Thomas Humphry Ward, ed. The English Poets. 1880–1918.rnVol. IV. The Nineteenth Century: Wordsworth to Rossetti

William Wordsworth (1770–1850)

There Was a Boy

THERE was a Boy; ye knew him well, ye cliffs

And islands of Winander!—many a time,

At evening, when the earliest stars began

To move along the edges of the hills,

Rising or setting, would he stand alone,

Beneath the trees, or by the glimmering lake;

And there, with fingers interwoven, both hands

Pressed closely palm to palm and to his mouth

Uplifted, he, as through an instrument,

Blew mimic hootings to the silent owls,

That they might answer him.—And they would shout

Across the watery vale, and shout again,

Responsive to his call,—with quivering peals,

And long halloos, and screams, and echoes loud

Redoubled and redoubled; concourse wild

Of jocund din!

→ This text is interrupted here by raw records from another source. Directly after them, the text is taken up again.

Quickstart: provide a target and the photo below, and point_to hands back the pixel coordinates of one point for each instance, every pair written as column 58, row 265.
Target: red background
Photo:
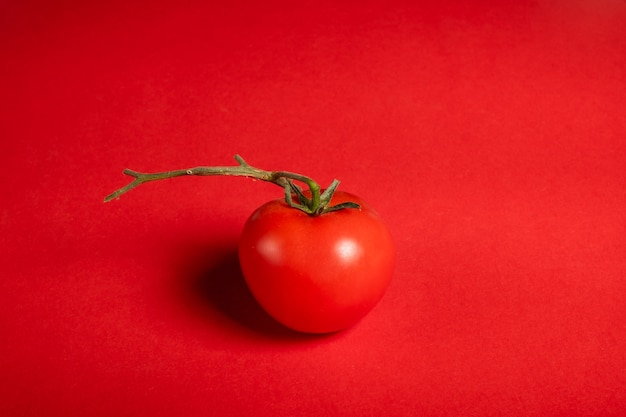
column 490, row 136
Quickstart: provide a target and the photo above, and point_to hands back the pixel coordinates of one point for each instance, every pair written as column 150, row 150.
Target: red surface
column 489, row 135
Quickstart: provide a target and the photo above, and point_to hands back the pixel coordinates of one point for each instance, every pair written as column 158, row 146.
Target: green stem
column 317, row 204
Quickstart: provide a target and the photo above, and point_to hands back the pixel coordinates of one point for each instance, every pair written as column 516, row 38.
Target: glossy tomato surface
column 317, row 274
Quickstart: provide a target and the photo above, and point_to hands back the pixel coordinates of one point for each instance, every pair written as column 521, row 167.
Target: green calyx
column 316, row 203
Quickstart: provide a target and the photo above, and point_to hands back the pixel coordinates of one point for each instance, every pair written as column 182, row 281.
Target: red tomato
column 317, row 274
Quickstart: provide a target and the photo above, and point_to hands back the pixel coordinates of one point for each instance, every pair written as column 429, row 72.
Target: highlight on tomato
column 317, row 260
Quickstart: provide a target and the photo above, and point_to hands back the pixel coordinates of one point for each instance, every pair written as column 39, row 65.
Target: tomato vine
column 316, row 204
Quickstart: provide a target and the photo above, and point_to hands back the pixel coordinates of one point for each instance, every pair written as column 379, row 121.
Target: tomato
column 314, row 266
column 317, row 274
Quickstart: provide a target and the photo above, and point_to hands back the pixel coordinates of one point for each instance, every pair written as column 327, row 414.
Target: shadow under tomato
column 214, row 282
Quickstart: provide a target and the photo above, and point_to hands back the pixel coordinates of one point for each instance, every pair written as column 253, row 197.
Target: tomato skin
column 317, row 274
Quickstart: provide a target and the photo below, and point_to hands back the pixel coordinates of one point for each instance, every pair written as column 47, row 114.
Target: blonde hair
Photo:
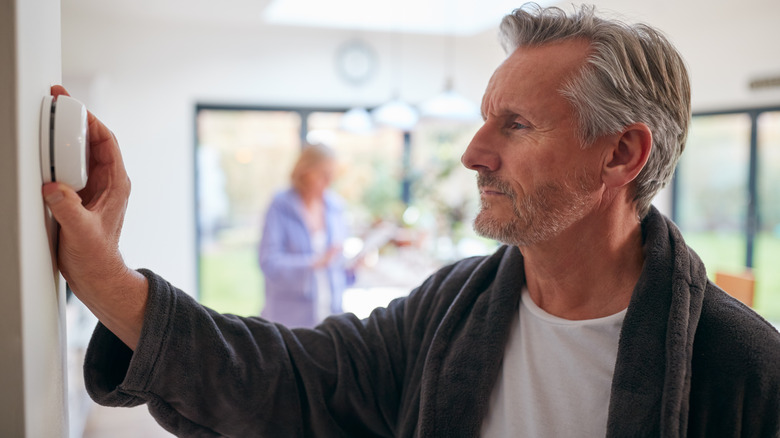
column 311, row 156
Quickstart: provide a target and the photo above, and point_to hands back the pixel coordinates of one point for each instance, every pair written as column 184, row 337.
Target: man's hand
column 90, row 225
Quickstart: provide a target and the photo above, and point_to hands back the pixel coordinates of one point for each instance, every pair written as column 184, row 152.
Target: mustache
column 495, row 183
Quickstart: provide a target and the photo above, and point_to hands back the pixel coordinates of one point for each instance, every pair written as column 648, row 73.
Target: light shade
column 450, row 105
column 397, row 114
column 357, row 120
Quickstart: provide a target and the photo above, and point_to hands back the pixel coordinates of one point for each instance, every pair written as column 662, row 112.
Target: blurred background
column 211, row 102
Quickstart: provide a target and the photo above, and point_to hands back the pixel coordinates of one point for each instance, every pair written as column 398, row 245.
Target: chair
column 740, row 286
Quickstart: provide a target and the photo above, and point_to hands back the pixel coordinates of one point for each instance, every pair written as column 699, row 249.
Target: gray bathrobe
column 691, row 360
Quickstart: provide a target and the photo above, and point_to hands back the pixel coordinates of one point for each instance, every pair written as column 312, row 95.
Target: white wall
column 32, row 327
column 144, row 79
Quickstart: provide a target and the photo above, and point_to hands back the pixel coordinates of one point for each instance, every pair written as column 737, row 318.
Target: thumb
column 64, row 203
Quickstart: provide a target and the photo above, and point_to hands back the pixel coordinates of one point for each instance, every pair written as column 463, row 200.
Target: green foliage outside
column 726, row 251
column 231, row 281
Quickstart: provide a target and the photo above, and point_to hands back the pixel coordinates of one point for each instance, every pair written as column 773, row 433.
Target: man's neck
column 585, row 272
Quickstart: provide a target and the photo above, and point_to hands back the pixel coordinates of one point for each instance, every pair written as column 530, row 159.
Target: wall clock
column 355, row 62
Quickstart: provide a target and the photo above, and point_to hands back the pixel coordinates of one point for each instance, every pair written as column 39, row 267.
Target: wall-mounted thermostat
column 64, row 143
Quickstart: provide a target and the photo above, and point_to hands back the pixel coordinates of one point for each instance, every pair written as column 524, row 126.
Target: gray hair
column 633, row 74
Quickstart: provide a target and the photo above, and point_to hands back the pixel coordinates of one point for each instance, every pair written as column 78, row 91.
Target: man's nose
column 481, row 153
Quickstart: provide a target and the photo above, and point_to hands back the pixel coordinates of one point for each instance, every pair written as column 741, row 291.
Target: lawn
column 231, row 281
column 727, row 252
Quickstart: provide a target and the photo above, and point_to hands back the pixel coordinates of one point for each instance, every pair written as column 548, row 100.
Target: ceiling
column 450, row 17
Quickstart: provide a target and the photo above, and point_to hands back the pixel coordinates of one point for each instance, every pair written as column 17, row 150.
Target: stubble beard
column 537, row 217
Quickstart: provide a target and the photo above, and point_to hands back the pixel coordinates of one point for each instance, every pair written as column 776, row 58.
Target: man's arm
column 90, row 225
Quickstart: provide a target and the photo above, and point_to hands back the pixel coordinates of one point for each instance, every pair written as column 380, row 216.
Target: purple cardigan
column 692, row 361
column 285, row 255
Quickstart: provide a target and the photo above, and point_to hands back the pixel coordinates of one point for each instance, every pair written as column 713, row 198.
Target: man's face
column 535, row 179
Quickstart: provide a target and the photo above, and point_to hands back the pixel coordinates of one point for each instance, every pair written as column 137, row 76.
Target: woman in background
column 301, row 246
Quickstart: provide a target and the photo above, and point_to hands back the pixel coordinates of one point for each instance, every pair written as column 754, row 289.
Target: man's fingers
column 64, row 203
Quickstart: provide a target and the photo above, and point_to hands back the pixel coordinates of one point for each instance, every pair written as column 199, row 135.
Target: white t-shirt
column 556, row 376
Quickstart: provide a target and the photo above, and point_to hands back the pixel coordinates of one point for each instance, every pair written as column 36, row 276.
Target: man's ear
column 627, row 155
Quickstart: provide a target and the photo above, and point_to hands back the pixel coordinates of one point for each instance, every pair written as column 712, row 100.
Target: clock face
column 355, row 62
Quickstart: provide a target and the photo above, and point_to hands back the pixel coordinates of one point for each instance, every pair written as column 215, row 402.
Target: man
column 595, row 319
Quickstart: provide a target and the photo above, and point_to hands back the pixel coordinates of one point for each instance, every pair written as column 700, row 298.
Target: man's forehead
column 533, row 72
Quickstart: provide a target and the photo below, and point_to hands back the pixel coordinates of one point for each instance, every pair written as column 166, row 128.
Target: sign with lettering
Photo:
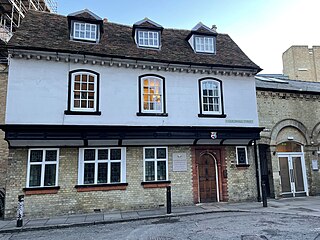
column 180, row 162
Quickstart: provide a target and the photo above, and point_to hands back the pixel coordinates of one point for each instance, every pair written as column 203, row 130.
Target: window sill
column 68, row 112
column 243, row 165
column 101, row 187
column 156, row 184
column 152, row 114
column 212, row 115
column 41, row 190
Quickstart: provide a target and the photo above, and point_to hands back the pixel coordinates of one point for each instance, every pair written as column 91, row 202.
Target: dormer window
column 85, row 26
column 204, row 44
column 147, row 34
column 85, row 31
column 148, row 39
column 202, row 39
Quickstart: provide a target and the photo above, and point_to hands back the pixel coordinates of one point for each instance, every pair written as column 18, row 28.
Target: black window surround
column 141, row 112
column 206, row 115
column 69, row 110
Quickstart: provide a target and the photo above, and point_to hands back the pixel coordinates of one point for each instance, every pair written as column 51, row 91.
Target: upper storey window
column 148, row 39
column 204, row 44
column 203, row 39
column 85, row 26
column 147, row 34
column 211, row 98
column 152, row 96
column 83, row 92
column 85, row 31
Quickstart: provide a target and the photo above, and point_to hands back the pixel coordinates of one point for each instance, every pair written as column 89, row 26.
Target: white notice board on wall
column 180, row 162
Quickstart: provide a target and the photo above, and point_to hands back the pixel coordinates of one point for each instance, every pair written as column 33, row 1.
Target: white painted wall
column 38, row 93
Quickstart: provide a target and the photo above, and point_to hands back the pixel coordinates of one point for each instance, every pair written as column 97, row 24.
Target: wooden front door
column 207, row 178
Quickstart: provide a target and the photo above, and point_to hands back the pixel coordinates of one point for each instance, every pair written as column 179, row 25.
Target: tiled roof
column 284, row 84
column 49, row 32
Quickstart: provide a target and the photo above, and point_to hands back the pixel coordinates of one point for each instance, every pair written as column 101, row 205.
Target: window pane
column 88, row 173
column 102, row 154
column 161, row 170
column 241, row 153
column 161, row 153
column 115, row 172
column 149, row 153
column 149, row 171
column 115, row 154
column 51, row 155
column 91, row 104
column 102, row 172
column 76, row 104
column 89, row 154
column 35, row 176
column 36, row 155
column 84, row 104
column 50, row 175
column 77, row 78
column 77, row 86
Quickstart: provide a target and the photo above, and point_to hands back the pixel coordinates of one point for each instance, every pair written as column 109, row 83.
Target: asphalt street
column 245, row 226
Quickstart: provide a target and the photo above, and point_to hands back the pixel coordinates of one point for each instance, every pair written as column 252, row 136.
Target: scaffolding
column 13, row 11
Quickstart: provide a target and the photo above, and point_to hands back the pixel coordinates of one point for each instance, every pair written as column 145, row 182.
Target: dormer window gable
column 147, row 34
column 85, row 26
column 202, row 39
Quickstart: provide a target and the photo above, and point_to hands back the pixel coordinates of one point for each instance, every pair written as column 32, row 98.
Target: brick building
column 302, row 63
column 290, row 112
column 109, row 115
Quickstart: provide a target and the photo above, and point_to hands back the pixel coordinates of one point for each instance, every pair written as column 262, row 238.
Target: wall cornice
column 128, row 63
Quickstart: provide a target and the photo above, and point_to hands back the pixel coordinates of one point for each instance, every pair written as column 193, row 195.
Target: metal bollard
column 264, row 194
column 169, row 200
column 20, row 210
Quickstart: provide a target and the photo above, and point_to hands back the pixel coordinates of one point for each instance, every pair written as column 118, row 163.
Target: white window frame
column 208, row 44
column 82, row 109
column 145, row 35
column 160, row 93
column 215, row 82
column 43, row 165
column 81, row 163
column 85, row 31
column 155, row 160
column 246, row 152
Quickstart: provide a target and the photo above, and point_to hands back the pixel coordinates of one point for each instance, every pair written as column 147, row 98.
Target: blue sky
column 263, row 29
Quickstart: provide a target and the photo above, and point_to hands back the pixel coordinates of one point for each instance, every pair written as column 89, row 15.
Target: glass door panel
column 298, row 175
column 284, row 174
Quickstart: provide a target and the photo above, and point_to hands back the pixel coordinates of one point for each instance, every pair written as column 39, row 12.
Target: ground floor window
column 102, row 165
column 155, row 163
column 42, row 167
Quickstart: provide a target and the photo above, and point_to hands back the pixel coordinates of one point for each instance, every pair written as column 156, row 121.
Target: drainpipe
column 257, row 170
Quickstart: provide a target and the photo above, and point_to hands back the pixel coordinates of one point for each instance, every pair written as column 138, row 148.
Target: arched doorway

And, when there came a pause

Of silence such as baffled his best skill:

Then, sometimes, in that silence, while he hung

Listening, a gentle shock of mild surprise

Has carried far into his heart the voice

Of mountain-torrents; or the visible scene

Would enter unawares into his mind

With all its solemn imagery, its rocks,

Its woods, and that uncertain heaven received

Into the bosom of the steady lake.

This boy was taken from his mates, and died

In childhood, ere he was full twelve years old.

Pre-eminent in beauty is the vale

Where he was born and bred: the church-yard hangs

Upon a slope above the village-school;

And, through that church-yard when my way has led

On summer-evenings, I believe, that there

A long half-hour together I have stood

Mute—looking at the grave in which he lies!